Iran, which insists its only wants to make fuel to generate electricity, ignored last week's U.N. deadline to stop the work.
"They don't need a reverse gear. They need a stop button," U.S. Secretary of State Condoleezza Rice told Fox News. She said her offer to meet Iran's foreign minister or other Iranian representatives still stood if Iran suspended enrichment.
The United States insists it wants a diplomatic solution to the row but has not ruled out military action if that fails.
U.S. Vice President Dick Cheney said on Saturday Iran's atomic ambitions must be curbed and said "all options" were on the table. Iran says Washington is in no position to attack when its troops are bogged down in Iraq but says it is ready in case.

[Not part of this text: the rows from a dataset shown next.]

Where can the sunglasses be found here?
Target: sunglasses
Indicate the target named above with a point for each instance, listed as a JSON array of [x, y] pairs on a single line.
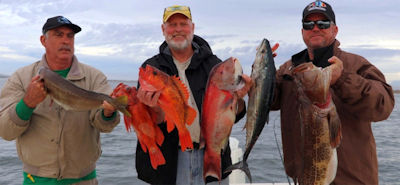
[[309, 25]]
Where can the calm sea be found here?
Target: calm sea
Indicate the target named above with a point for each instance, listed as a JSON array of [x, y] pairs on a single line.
[[117, 165]]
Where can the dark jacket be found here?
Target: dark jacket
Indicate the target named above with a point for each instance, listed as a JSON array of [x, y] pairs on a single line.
[[361, 96], [203, 60]]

"We have prepared ourselves for any situation, even for war," Manouchehr Mohammadi, one of the foreign minister's deputies, was quoted by ISNA as saying.
Iranian military commanders have said recent war games, the latest of which involved testing several missiles, show Iran's readiness to counter any attack.

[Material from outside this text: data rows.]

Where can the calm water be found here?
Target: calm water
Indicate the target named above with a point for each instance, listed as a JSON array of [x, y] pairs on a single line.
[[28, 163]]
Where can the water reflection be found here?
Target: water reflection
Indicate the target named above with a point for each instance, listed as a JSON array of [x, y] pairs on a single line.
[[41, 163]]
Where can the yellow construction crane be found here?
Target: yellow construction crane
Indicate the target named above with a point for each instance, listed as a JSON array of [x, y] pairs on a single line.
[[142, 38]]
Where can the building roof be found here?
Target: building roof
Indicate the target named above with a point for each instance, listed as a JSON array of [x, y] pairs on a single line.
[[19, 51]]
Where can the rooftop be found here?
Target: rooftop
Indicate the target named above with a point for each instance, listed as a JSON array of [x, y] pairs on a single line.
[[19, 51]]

Iran's chief nuclear negotiator Ali Larijani was quoted by the official IRNA news agency as saying on a trip to South Africa that Tehran would react "proportionately" to any further pressure and that it wanted more talks.
"Iran is ready to resolve existing differences over its nuclear programme through fruitful and careful negotiations," he said. He urged Security Council members due to meet in London in the coming days not to continue their "hostile behaviour".
U.N. sanctions were slapped on Iran in December, barring the transfer of technology and know-how to the country's nuclear and missile programme. That resolution said further measures could follow if Iran refused to halt enrichment by February 21.
Cheney said during a visit to Australia that it would be a "serious mistake" to allow Iran to become a nuclear power. An Australian newspaper said Cheney also endorsed comments by U.S. Republican Senator John McCain that the only thing worse than a military confrontation with Iran would be a nuclear-armed Iran.
The New Yorker magazine said a Pentagon panel has been created to plan a bombing attack that could be implemented within 24 hours of getting the go-ahead from President George W. Bush.
The special planning group was established within the office of the Joint Chiefs of Staff in recent months, according to an unidentified former U.S. intelligence official cited in the article by investigative reporter Seymour Hersh.
In response to the report, Pentagon spokesman Bryan Whitman said: "The United States is not planning to go to war with Iran. To suggest anything to the contrary is simply wrong, misleading and mischievous."
To step up pressure on Tehran, Washington has imposed sanctions on two big Iranian banks and three firms, and has sent a second aircraft carrier in the Gulf.